Thanks for the clarification - yes, when 1k of SRAM is available one may well have to sacrifice luxuries to minimise the footprint. FreeRTOS is, for example, not really feasible on such a device.
One can still do a fair amount with the uTasker OS but buffers need to be kept small and RAM utilisation carefully monitored.
I do have a reference on the KEA8, which also has only 8k Flash and 1k SRAM:
http://www.utasker.com/kinetis/TRK-KEA8.html
where it runs the OS with a few application functions (buffered UART, low power modes, keyboard interrupts) including precise memory monitoring (6.23k Flash / 965 bytes SRAM used in worst case).

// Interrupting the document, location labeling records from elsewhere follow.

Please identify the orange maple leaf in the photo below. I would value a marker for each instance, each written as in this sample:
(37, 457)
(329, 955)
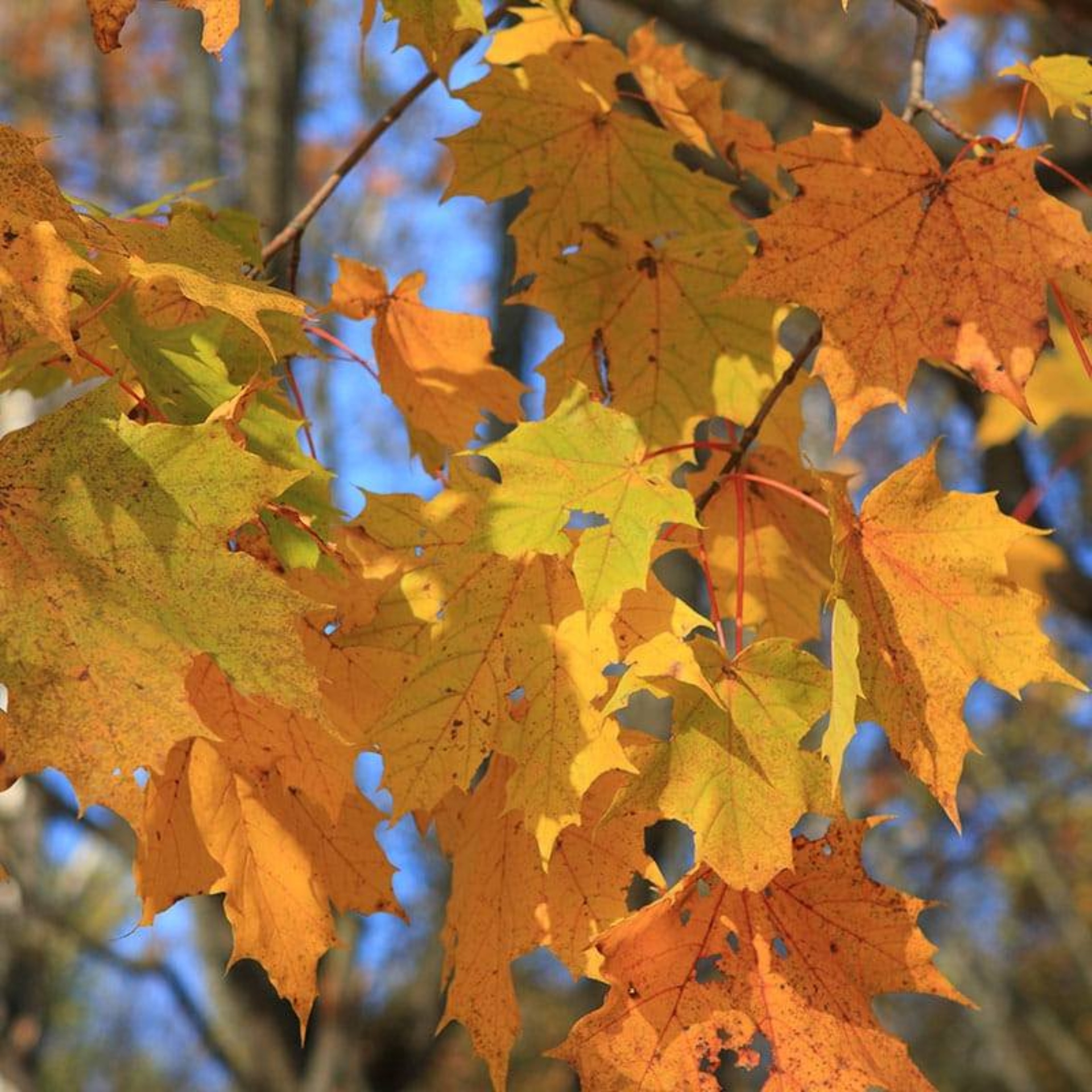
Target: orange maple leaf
(905, 261)
(925, 573)
(707, 969)
(434, 365)
(495, 912)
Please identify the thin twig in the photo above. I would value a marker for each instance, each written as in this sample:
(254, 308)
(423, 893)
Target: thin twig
(297, 225)
(928, 20)
(714, 607)
(751, 433)
(741, 559)
(916, 94)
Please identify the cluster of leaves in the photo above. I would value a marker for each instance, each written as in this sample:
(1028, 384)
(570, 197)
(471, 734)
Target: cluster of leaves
(181, 598)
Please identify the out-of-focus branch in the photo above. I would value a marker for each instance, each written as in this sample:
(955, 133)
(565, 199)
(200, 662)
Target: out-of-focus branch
(697, 23)
(299, 223)
(162, 972)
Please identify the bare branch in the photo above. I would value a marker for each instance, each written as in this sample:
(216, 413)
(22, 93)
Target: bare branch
(297, 225)
(695, 22)
(751, 433)
(165, 974)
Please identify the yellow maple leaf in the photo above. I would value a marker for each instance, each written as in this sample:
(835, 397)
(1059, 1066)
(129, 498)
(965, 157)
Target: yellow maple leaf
(209, 825)
(787, 545)
(499, 656)
(692, 104)
(965, 257)
(539, 30)
(846, 685)
(204, 269)
(590, 874)
(96, 511)
(1065, 81)
(439, 30)
(436, 366)
(490, 921)
(551, 126)
(1060, 388)
(708, 969)
(648, 324)
(733, 770)
(924, 572)
(221, 19)
(589, 459)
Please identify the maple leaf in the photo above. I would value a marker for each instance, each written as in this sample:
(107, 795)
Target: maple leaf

At the end of the day it depends on quantities - with OS the development cycle to achieve the required functionality and reliability may be much shorter. At some point - when quantity gets high enough - the silicon price saving from a chip with 16k Flash and 2k SRAM (chosen for fast design with OS) to the one with 8k Flash and 1k SRAM (no OS) will compensate the engineering time to achieve and maintain a pure bare-metal design will cut in. The question is where the cross-over is since that is difficult to estimate/predict. What should however be avoided is investing $10k in engineering to save $1k in HW costs, which unfortunately often occurs when the "big picture" is not considered.